Fin 2016, Jean-Luc Addor déposait une interpellation visant à faire en sorte que la Suisse fasse le nécessaire pour accorder protection à Julian Assange.
Son argumentaire consistait à dire que puisque le Conseil Fédéral se gargarise de protéger les défenseurs des droits humains, il fallait accorder également à Assange une attention particulière. L'article 19 de la Déclaration Universelle des Droits de l'Homme précise en effet que le droit "de chercher, de recevoir et de répandre, sans considérations de frontières, les informations et les idées par quelque moyen d'expression que ce soit" est un droit humain fondamental.
Au regard de cette définition, il est impossible de nier à Assange la qualité de défenseur des droits humains puisque son site Wikileaks est, de par essence, une création visant à permettre de chercher, recevoir et répandre des informations. Wikileaks n'a d'ailleurs pas d'autre vocation que celle-là.

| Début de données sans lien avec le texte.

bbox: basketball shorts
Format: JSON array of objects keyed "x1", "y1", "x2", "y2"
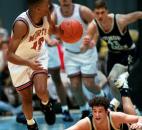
[
  {"x1": 48, "y1": 46, "x2": 61, "y2": 69},
  {"x1": 8, "y1": 52, "x2": 48, "y2": 91},
  {"x1": 64, "y1": 47, "x2": 98, "y2": 77}
]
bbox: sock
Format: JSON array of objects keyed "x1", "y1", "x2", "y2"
[
  {"x1": 27, "y1": 118, "x2": 35, "y2": 125},
  {"x1": 110, "y1": 98, "x2": 120, "y2": 111},
  {"x1": 96, "y1": 90, "x2": 105, "y2": 97},
  {"x1": 62, "y1": 105, "x2": 69, "y2": 112},
  {"x1": 41, "y1": 101, "x2": 49, "y2": 105}
]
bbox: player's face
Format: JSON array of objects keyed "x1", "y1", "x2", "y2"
[
  {"x1": 92, "y1": 106, "x2": 108, "y2": 124},
  {"x1": 59, "y1": 0, "x2": 72, "y2": 6},
  {"x1": 37, "y1": 0, "x2": 49, "y2": 16},
  {"x1": 94, "y1": 8, "x2": 108, "y2": 22}
]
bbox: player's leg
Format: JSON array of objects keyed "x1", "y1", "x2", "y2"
[
  {"x1": 8, "y1": 63, "x2": 38, "y2": 130},
  {"x1": 33, "y1": 72, "x2": 56, "y2": 125},
  {"x1": 49, "y1": 67, "x2": 73, "y2": 121},
  {"x1": 18, "y1": 86, "x2": 38, "y2": 130}
]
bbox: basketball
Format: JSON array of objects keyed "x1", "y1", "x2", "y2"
[{"x1": 60, "y1": 19, "x2": 83, "y2": 44}]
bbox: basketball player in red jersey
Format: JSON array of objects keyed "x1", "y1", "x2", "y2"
[
  {"x1": 7, "y1": 0, "x2": 60, "y2": 130},
  {"x1": 48, "y1": 0, "x2": 73, "y2": 122}
]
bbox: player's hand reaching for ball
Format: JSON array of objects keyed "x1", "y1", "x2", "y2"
[
  {"x1": 80, "y1": 35, "x2": 94, "y2": 52},
  {"x1": 48, "y1": 39, "x2": 60, "y2": 46}
]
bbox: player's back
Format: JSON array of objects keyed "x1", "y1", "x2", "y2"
[{"x1": 11, "y1": 11, "x2": 49, "y2": 59}]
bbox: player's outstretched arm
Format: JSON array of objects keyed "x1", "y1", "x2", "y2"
[
  {"x1": 7, "y1": 21, "x2": 28, "y2": 65},
  {"x1": 118, "y1": 11, "x2": 142, "y2": 27}
]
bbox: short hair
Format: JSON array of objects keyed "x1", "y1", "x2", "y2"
[
  {"x1": 95, "y1": 0, "x2": 108, "y2": 9},
  {"x1": 89, "y1": 96, "x2": 110, "y2": 110},
  {"x1": 27, "y1": 0, "x2": 42, "y2": 6}
]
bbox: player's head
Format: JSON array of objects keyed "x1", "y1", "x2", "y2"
[
  {"x1": 28, "y1": 0, "x2": 49, "y2": 16},
  {"x1": 89, "y1": 97, "x2": 109, "y2": 124},
  {"x1": 59, "y1": 0, "x2": 72, "y2": 7},
  {"x1": 89, "y1": 96, "x2": 109, "y2": 110},
  {"x1": 48, "y1": 0, "x2": 54, "y2": 12},
  {"x1": 94, "y1": 0, "x2": 108, "y2": 22}
]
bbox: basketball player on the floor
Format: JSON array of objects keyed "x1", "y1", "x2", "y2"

Mais il en va tout autrement pour le Conseil Fédéral. Pour celui-ci, si certaines actions d'Assange "peuvent viser à la promotion indirecte des droits de l'homme, il n'avait pas l'intention de lier ses révélations directement à la promotion et la protection des droits de l'homme". Par conséquent, il ne mérite pas de protection particulière.
Autrement dit, soit le Conseil Fédéral se permet de nier la substance même de Wikileaks et de lui attribuer une autre utilité que celle de " chercher, recevoir et répandre des informations", soit il nie que l'article 19 de la Déclaration universelle des droits de l'homme, à savoir "Tout individu a droit à la liberté d'opinion et d'expression, ce qui implique le droit de ne pas être inquiété pour ses opinions et celui de chercher, de recevoir et de répandre, sans considérations de frontières, les informations et les idées par quelque moyen d'expression que ce soit" protège le droit de "chercher, de recevoir et de répandre" des informations comme le fait Wikileaks.
Tout aussi grave, le Conseil Fédéral se permet de lire dans les pensées de Julian Assange afin d'affirmer ce qu'il a ou non l'intention de faire. C'est ce que l'on appelle un "procès d'intention", ce qui correspond grosso modo à un des niveaux les plus faibles et malhonnêtes qui puissent être atteints en guise d'argumentation.